Paquette, 28, came to Amnesty after a stint with the New Media Advocacy Project, a New York state-based nonprofit, doing video editing and production for human rights organizations. He was getting restless and hoping for more proximity to the fight for human rights. "Basically, I wanted to work for the organizations I was making videos for," he says.
He attended the University of Essex on a global grant scholarship in 2018 and 2019, attaining an LLM in international human rights law. In addition to his coursework, he volunteered for Amnesty's Digital Verification Corps, a network of six universities globally that trains people to sift through the enormous amount of digital content on potential human rights abuses. After graduation, he segued to his job with Amnesty, where he now supervises DVC volunteers. "This space is really exciting," he says.
In the future, Paquette hopes to expand the horizons of his position, incorporating more in-person, on-the-ground testimony or working more toward legal accountability for human rights violators.
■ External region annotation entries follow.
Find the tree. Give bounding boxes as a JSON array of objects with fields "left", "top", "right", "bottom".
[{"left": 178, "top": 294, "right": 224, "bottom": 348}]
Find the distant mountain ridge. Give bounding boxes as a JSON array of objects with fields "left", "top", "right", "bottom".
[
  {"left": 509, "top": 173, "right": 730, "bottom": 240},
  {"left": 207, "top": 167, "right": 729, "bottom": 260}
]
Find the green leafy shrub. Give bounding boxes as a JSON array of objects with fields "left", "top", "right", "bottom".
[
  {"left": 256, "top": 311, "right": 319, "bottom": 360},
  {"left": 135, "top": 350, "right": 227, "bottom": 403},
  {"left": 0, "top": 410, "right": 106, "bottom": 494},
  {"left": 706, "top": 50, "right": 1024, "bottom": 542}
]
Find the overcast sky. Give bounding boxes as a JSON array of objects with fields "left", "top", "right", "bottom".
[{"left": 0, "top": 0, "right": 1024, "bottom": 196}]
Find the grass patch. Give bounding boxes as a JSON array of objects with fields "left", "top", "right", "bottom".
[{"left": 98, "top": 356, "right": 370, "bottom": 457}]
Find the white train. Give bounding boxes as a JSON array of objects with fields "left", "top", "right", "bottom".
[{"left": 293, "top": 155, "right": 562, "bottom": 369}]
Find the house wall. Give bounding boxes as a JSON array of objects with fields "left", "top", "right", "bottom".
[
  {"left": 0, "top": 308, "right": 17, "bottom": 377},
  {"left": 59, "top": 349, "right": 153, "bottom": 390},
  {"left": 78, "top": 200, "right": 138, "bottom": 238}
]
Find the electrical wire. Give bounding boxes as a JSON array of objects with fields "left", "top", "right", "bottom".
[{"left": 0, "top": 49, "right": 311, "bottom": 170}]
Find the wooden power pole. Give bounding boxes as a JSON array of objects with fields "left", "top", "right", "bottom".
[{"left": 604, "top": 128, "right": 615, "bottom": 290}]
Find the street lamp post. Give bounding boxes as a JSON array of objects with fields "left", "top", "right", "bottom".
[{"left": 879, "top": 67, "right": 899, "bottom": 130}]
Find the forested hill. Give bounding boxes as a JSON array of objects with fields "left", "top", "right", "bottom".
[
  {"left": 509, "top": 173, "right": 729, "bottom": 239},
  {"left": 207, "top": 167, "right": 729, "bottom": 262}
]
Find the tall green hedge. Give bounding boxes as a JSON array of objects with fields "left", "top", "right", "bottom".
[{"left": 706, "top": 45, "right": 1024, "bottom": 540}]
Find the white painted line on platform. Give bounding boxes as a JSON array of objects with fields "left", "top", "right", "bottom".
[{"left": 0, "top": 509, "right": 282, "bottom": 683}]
At present, he appreciates his proactive position in a human rights organization active around the globe. "I don't have to watch the news and see 'war in X country' and feel bad about that," he says. "I can actually engage very immediately in doing that work."
Hannah Emerson
Paris School of International Affairs
Hannah Emerson is 23 years old and has already lived in seven countries: the United States (her home country), Germany, Greece, Russia, Switzerland, Thailand, and now France while studying on a global grant scholarship. She clearly has caught the international bug. "Once you get it, it's hard to give it up," she says.
She's studying environmental policy at Sciences Po's Paris School of International Affairs. She plans to conduct fieldwork in Kenya (country No. 8) and then complete her dual degree in England (No. 9), at the London School of Economics. Her focus lies in climate adaptations and how they can contribute to sustainable development. She's also studying ways of standardizing how success is evaluated, so that the best adaptations can be scaled up globally.
She's seeking interventions that promote both economic development and a greener world. For example, communities that lack access to a power grid could receive solar panels to create a self-
sufficient power supply. Her other interests include sustainable agriculture, the political ecology of water, and food security.
When she finishes her dual degree, Emerson foresees dividing her time between fieldwork and working as a consultant. "My vision for this role would be to make sure to include the interests of all," she says, "and to make sure especially marginalized and disenfranchised communities are taken into account."
• This story originally appeared in the May 2022 issue of Rotary magazine.
Types of Rotary Scholarships
Rotary Peace Fellowships are offered by The Rotary Foundation for college graduates and professionals to study peace and conflict resolution.
Global grant scholarships are for graduate students studying abroad in one of Rotary's seven areas of focus.
District grant scholarships can be used to sponsor secondary school, undergraduate, or graduate students studying any subject, either in the scholar's home country or abroad.